蛇太郎は、AOJの問題「Getting Started – Maximum Profit」に挑戦した。

この問題は、『プログラミングコンテスト攻略のためのアルゴリズムとデータ構造』の2章でも取り上げられている。

問題ページの解説を読んだところ、『プログラミングコンテスト攻略のためのアルゴリズムとデータ構造』に書かれてあるのとまったく同じだった。

本に載っているグラフが端折られているものの、問題ページの説明だけでも特にわかりにくいということはない。

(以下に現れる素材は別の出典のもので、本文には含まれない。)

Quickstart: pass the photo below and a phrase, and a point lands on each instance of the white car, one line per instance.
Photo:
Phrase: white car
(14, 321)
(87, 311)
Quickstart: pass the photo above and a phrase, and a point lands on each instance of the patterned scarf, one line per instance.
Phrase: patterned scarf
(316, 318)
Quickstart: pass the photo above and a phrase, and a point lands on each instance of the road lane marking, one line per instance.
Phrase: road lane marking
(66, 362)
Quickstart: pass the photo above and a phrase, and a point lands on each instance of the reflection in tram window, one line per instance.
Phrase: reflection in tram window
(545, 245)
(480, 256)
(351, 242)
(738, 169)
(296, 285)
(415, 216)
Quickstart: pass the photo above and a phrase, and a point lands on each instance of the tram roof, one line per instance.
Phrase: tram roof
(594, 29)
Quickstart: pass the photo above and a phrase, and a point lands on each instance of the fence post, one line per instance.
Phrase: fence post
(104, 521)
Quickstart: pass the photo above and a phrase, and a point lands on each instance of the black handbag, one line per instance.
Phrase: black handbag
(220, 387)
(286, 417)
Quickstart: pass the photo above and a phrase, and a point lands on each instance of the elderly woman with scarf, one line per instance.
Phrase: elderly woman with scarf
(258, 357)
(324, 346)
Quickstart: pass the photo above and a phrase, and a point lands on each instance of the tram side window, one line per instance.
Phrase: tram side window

蛇太郎は、Emacsを起動しPythonで問題解決のためのスクリプトを書き始めた。

不合格プログラム

蛇太郎は、数分程度で作り上げたプログラムを、自信を持って投稿した。

(最初のプログラム) maximum_profit.py

import sys

# 最大値を求める。
def get_max(data):
    now_max = None
    for i in range(0, len(data)-1):
        start_val = data[i]
        for j in range(i+1, len(data)):
            if now_max is None or data[j]-start_val > now_max:
                now_max = data[j] - start_val
    return now_max

# 入力データの読み込み
data = []
line_num = int(sys.stdin.readline().rstrip())
while True:
    input_data = sys.stdin.readline()
    if not input_data:
        break
    input_data = int(input_data.rstrip())
    data.append(input_data)

result = get_max(data)
print(result)

しかし、このプログラムでは入力行数が多い時に時間がかかり過ぎてしまい、タイムアウトで不合格になってしまった。

修正プログラム

すっかり自信を失くしてしまった蛇太郎だったが、このままではいけないと思い、泣きべそをかきながら問題ページの解説を読んだ。

問題はただちに判明した。
蛇太郎が作ったプログラムは、変数iとjの二重ループになっているため、入力データ数が多いと処理時間が膨大になってしまう。

解説には、一重ループで処理するアルゴリズムが書かれてあったので、蛇太郎はそれを理解した上で余分なコードも削除し、プログラムを修正した。

import sys

line_num = int(sys.stdin.readline().rstrip())
maxv = -2000000000
minv = int(sys.stdin.readline().rstrip())

for i in range(1, line_num):
    rt = int(sys.stdin.readline())
    if rt - minv > maxv:
        maxv = rt - minv
    if rt < minv:
        minv = rt

print(maxv)

タイムアウトになったデータでテストすると、今度は一瞬で処理が完了。
もう一度プログラムを提出すると、3〜4秒後に審査が終わり「Accepted」と表示された。